Automatic shifter relieves operators
Lubricants such as motor oil have a function that cannot be underestimated. They ensure that machines or engines perform optimally and protect against wear and tear. In this way, production safety remains guaranteed. By partly automating the manual checking of oil samples, the safety and ergonomics of laboratory workers are also given a boost. ATS Group searched for and found the solution to automate the capping and uncapping of bottles via a cobot.
Manual processing oil samples
An energy supplier and lubricant manufacturer is looking for more ergonomics for its lab technicians and ends up with ATS Group for this challenge.
The manufacturer's lab is responsible for processing oil samples. In this way, they check whether engines, hydraulic systems or industrial installations are still working properly. Analyzing the samples is a very repetitive and not very ergonomic job. All samples arrive by mail in bottles of different sizes. After shaking, lab technicians manually twist the cap off the bottle to analyze the sample. When the vials need to be stored, they screw the caps back on the vials.

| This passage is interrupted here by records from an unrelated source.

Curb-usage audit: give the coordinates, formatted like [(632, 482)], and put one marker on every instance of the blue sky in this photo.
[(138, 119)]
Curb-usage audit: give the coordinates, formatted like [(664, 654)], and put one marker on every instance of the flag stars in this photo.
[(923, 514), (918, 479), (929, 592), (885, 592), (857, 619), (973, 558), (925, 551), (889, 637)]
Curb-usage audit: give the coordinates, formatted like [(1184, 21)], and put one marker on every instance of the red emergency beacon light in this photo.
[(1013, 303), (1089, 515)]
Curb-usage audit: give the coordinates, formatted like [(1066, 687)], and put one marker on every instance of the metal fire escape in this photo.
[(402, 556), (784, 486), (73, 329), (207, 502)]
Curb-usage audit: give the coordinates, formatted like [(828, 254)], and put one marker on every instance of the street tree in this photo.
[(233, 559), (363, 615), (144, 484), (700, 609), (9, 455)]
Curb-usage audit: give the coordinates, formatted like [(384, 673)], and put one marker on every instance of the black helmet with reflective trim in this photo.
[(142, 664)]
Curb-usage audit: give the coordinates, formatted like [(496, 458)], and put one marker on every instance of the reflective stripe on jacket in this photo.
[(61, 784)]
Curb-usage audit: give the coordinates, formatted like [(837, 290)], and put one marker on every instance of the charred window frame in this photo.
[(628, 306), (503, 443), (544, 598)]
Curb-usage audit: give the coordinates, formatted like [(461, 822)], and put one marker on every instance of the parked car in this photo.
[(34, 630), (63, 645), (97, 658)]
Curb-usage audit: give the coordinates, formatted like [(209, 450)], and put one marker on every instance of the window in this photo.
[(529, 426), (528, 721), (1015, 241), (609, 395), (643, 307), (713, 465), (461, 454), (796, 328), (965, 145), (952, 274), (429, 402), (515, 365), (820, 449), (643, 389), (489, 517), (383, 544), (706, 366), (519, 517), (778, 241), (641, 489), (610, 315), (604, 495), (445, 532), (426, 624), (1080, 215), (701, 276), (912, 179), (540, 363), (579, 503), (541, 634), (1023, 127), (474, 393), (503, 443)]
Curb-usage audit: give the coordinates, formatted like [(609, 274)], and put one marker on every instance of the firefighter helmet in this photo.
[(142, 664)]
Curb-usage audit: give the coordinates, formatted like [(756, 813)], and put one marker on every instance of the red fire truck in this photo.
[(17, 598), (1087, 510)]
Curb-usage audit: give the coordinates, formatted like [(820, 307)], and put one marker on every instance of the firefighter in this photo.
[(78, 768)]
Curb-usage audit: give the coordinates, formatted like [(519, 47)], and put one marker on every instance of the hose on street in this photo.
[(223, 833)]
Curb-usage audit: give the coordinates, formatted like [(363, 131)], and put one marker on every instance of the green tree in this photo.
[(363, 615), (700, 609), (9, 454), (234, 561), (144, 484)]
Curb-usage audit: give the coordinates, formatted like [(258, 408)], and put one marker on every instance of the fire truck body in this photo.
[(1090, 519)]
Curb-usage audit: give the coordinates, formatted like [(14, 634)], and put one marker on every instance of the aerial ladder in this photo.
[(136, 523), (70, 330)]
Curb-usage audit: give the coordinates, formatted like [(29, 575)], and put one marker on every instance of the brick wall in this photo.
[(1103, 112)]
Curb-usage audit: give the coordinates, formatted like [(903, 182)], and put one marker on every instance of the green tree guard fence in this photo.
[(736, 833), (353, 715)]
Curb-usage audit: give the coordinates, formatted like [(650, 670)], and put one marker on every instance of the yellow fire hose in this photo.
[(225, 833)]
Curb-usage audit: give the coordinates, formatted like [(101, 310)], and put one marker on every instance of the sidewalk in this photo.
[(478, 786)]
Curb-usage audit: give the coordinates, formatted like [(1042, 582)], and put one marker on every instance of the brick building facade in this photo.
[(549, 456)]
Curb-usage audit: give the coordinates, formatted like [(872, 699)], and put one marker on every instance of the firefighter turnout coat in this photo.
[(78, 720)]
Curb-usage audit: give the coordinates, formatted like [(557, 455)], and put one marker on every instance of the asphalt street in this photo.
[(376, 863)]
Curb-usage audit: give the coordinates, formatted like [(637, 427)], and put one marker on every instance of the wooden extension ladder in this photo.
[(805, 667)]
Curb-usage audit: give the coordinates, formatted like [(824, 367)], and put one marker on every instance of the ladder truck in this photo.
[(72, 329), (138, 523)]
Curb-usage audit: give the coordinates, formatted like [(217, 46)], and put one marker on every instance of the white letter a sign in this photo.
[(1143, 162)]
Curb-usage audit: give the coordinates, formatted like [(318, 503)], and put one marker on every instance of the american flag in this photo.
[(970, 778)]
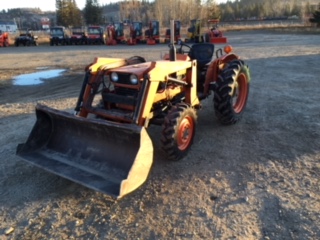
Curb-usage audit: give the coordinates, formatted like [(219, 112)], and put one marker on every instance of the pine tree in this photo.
[(93, 12), (316, 17), (68, 14)]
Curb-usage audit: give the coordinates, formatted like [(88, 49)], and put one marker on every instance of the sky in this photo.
[(49, 5)]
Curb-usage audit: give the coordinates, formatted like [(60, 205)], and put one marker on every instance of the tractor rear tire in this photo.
[(231, 92), (178, 131)]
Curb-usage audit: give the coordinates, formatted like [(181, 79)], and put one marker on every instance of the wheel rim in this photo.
[(240, 95), (185, 133)]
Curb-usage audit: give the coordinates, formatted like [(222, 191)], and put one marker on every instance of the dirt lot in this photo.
[(258, 179)]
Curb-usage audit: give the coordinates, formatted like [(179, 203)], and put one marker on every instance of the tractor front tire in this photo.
[(178, 131), (231, 92)]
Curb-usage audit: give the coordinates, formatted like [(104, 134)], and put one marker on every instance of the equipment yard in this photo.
[(257, 179)]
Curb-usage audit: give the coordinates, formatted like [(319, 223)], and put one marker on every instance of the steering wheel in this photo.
[(181, 48)]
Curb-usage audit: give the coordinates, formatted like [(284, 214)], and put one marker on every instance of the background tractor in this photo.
[(59, 35), (214, 34), (193, 35), (78, 36), (4, 39), (105, 145), (115, 33), (177, 37), (152, 34), (136, 35), (26, 38), (96, 35)]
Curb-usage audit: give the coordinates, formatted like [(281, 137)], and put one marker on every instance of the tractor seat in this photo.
[(202, 52)]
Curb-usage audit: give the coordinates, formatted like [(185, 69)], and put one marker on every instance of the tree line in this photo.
[(68, 14)]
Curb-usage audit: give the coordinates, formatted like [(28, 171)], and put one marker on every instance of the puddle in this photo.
[(42, 68), (37, 77)]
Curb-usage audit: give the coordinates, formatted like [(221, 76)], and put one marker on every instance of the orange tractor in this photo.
[(214, 35), (115, 33), (105, 145), (177, 37), (152, 34), (4, 39), (135, 33)]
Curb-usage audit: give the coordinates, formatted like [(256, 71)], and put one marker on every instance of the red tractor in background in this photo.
[(152, 34), (177, 37), (115, 33), (96, 35), (135, 33), (214, 35), (4, 39), (78, 36)]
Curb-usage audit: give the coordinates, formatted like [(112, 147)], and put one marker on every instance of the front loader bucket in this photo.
[(112, 158)]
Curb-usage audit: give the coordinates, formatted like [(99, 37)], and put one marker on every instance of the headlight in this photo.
[(114, 77), (134, 79)]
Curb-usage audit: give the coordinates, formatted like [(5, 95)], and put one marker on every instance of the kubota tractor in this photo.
[(4, 39), (105, 145)]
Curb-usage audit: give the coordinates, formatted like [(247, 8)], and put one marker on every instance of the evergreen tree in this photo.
[(68, 14), (316, 17), (93, 13)]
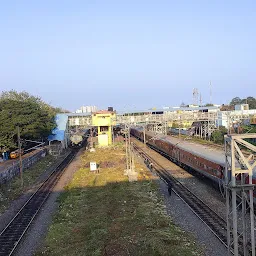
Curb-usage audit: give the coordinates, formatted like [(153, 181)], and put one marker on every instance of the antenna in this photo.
[(210, 92), (195, 96)]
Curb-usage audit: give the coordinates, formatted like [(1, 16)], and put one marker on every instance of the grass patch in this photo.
[(13, 189), (105, 214)]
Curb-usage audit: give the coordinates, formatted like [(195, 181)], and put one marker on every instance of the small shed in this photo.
[(59, 139)]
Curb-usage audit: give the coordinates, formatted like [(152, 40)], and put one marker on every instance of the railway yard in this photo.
[(171, 209)]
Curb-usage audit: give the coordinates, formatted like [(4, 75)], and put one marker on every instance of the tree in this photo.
[(34, 117)]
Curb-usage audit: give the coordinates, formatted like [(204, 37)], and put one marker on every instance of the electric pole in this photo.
[(20, 158)]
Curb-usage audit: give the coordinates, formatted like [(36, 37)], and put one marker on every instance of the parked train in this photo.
[(189, 155), (16, 153)]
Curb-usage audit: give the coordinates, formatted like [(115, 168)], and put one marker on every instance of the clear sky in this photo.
[(132, 54)]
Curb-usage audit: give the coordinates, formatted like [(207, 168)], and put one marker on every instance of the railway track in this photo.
[(17, 227), (216, 223)]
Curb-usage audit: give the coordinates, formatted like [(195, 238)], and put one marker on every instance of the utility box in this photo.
[(104, 120), (103, 140), (93, 166)]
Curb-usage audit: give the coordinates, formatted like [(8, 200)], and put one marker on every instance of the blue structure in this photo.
[(60, 133)]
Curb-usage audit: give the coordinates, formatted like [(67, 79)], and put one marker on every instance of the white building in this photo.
[(86, 109)]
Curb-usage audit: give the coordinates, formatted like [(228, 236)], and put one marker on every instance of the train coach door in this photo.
[(176, 154)]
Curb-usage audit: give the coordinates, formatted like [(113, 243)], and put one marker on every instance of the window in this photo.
[(103, 128)]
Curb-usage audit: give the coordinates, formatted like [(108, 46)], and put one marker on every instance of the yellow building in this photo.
[(104, 120)]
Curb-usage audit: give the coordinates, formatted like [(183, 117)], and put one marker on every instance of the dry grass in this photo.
[(13, 189), (104, 214)]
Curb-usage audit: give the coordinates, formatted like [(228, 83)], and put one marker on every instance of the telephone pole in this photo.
[(20, 158)]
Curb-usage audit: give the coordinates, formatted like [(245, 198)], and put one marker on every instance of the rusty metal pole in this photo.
[(20, 158)]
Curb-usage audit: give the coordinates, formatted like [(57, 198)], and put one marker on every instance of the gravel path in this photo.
[(34, 238), (189, 222), (15, 206)]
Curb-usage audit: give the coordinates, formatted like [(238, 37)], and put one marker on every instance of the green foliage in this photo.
[(34, 117), (249, 128), (218, 135)]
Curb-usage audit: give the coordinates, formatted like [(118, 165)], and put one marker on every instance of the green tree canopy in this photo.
[(34, 117)]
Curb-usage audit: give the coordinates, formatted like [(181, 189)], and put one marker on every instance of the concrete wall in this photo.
[(13, 170)]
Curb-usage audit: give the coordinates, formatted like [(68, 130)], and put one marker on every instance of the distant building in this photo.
[(86, 109), (242, 107)]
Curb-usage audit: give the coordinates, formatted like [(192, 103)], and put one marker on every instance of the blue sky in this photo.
[(128, 54)]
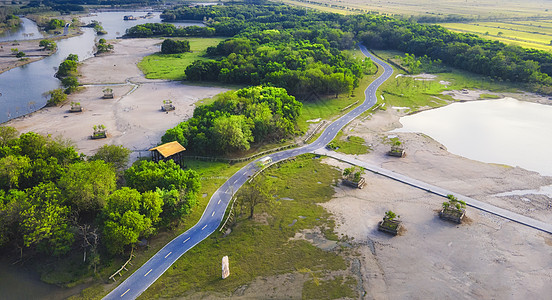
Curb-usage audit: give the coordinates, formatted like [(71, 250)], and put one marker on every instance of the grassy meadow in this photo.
[(172, 66), (263, 246), (480, 9), (528, 34)]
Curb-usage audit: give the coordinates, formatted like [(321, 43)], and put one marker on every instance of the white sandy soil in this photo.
[(486, 258), (133, 118)]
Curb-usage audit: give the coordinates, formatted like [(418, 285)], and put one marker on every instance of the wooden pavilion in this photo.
[(172, 150)]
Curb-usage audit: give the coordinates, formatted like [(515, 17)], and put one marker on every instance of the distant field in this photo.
[(527, 23), (488, 9), (529, 34), (172, 66)]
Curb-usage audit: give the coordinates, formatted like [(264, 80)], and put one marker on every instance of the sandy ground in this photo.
[(487, 258), (133, 118)]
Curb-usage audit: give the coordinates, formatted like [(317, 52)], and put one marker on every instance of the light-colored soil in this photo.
[(486, 258), (133, 118)]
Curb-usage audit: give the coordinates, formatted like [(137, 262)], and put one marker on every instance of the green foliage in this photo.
[(68, 67), (337, 288), (232, 133), (352, 173), (237, 118), (86, 185), (57, 97), (114, 155), (170, 46), (147, 175), (454, 202), (7, 136), (173, 66), (167, 29), (45, 221), (262, 247), (390, 216), (55, 24), (48, 44), (71, 83), (124, 221), (351, 145), (103, 46)]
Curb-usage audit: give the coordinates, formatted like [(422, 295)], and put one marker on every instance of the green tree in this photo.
[(251, 195), (170, 46), (45, 221), (87, 185), (57, 96), (232, 133), (48, 44), (7, 135), (148, 176), (70, 83), (12, 170), (115, 155), (124, 222)]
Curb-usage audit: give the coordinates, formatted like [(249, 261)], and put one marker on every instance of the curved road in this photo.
[(146, 275)]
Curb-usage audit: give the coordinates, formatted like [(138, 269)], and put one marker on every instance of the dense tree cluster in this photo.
[(168, 30), (7, 18), (236, 119), (55, 24), (170, 46), (49, 194), (283, 59)]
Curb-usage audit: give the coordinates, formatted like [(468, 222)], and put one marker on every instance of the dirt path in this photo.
[(133, 119)]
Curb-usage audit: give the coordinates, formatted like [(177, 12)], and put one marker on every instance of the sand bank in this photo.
[(133, 118), (488, 258)]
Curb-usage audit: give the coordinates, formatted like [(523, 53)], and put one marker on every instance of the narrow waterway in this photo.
[(505, 131), (22, 90), (26, 31)]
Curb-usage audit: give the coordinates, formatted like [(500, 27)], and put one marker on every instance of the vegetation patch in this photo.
[(172, 66), (337, 288), (256, 249)]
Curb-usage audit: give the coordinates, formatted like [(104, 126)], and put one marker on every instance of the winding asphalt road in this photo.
[(212, 217), (146, 275)]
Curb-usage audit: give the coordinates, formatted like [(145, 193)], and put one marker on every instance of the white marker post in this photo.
[(225, 267)]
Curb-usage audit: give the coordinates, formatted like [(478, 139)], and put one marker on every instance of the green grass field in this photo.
[(172, 66), (404, 91), (484, 9), (261, 247), (525, 35)]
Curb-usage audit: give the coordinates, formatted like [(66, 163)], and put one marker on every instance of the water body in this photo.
[(22, 89), (18, 283), (505, 131), (26, 31)]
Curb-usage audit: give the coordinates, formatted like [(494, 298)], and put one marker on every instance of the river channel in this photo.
[(504, 131), (22, 92), (23, 89)]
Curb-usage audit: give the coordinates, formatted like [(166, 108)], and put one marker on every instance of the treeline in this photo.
[(54, 201), (464, 51), (8, 19), (168, 30), (303, 56), (237, 119)]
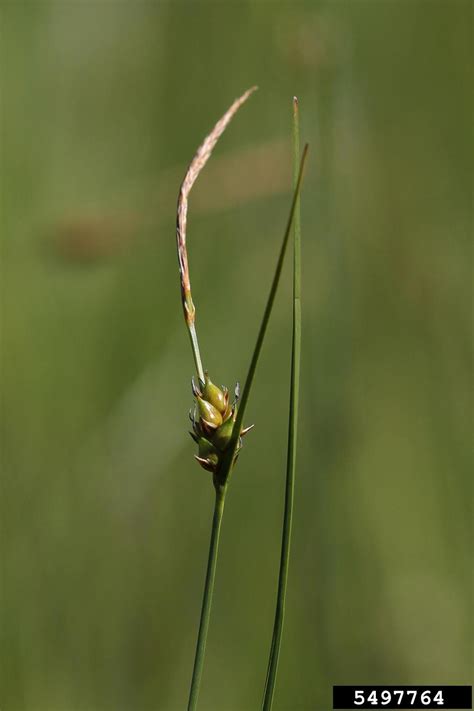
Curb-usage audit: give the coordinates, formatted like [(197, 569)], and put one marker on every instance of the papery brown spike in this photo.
[(197, 164)]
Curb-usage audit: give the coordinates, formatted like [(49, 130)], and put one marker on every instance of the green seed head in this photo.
[(223, 434), (208, 413)]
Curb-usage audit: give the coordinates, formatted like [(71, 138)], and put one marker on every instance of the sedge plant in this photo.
[(216, 421), (292, 434)]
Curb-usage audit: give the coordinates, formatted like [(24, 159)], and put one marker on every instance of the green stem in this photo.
[(292, 435), (196, 353), (227, 460), (207, 598)]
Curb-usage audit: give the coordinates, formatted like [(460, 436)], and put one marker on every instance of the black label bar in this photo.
[(402, 697)]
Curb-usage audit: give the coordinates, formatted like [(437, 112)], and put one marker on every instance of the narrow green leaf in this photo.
[(225, 467), (292, 436)]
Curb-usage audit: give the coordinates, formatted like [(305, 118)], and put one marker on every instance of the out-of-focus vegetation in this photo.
[(105, 515)]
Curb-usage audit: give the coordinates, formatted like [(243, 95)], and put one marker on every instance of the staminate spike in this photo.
[(196, 391)]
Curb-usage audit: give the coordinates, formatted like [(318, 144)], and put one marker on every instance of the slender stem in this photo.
[(196, 353), (292, 436), (228, 458), (207, 598)]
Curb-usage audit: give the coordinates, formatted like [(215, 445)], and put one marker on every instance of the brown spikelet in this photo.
[(197, 164)]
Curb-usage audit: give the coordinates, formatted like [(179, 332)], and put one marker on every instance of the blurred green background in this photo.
[(105, 516)]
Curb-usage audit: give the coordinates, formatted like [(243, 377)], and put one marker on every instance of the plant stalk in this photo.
[(292, 437), (207, 598)]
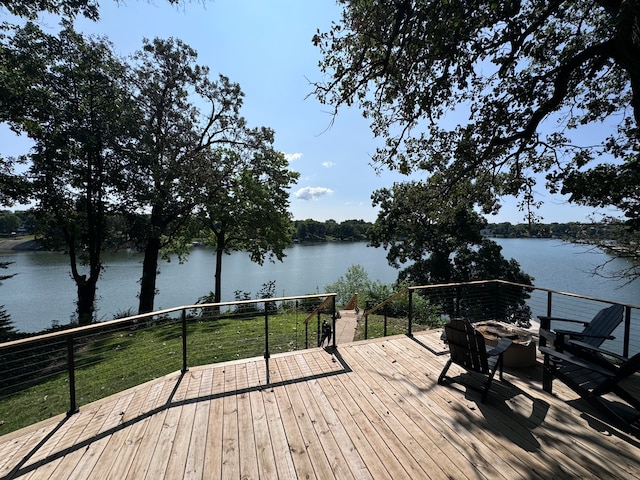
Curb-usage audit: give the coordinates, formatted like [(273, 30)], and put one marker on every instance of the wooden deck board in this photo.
[(373, 410)]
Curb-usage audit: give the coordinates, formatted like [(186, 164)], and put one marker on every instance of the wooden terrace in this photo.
[(371, 410)]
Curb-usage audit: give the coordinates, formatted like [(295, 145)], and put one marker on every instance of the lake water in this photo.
[(43, 291)]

Increased operator efficiency and ergonomics
In a first step toward automation and better working conditions, the lab provides a semi-automatic solution for the small bottles or high runners. The device clamps the bottles and, using a pneumatic tool, employees unscrew the caps. Unfortunately, the system is not 100% efficient: not all caps come off immediately and it remains a very stressful job for the operator.
Time to fully automate this chore with employee ergonomics as a top priority! Once the employee enters a tray of bottles into the installation and selects the right type of bottle via the screen, everything should be automatic. In addition, the current capacity is also no longer sufficient. By performing more operations in the same time, the manufacturer wishes to achieve a production increase to 1,400 bottles per day. The available space remains unchanged and in addition to unscrewing the caps, the machine must also be able to screw them back on. A spirited challenge that brings together ATS Group's Mechatronics and Automation Business Units with a kick off in January 2021.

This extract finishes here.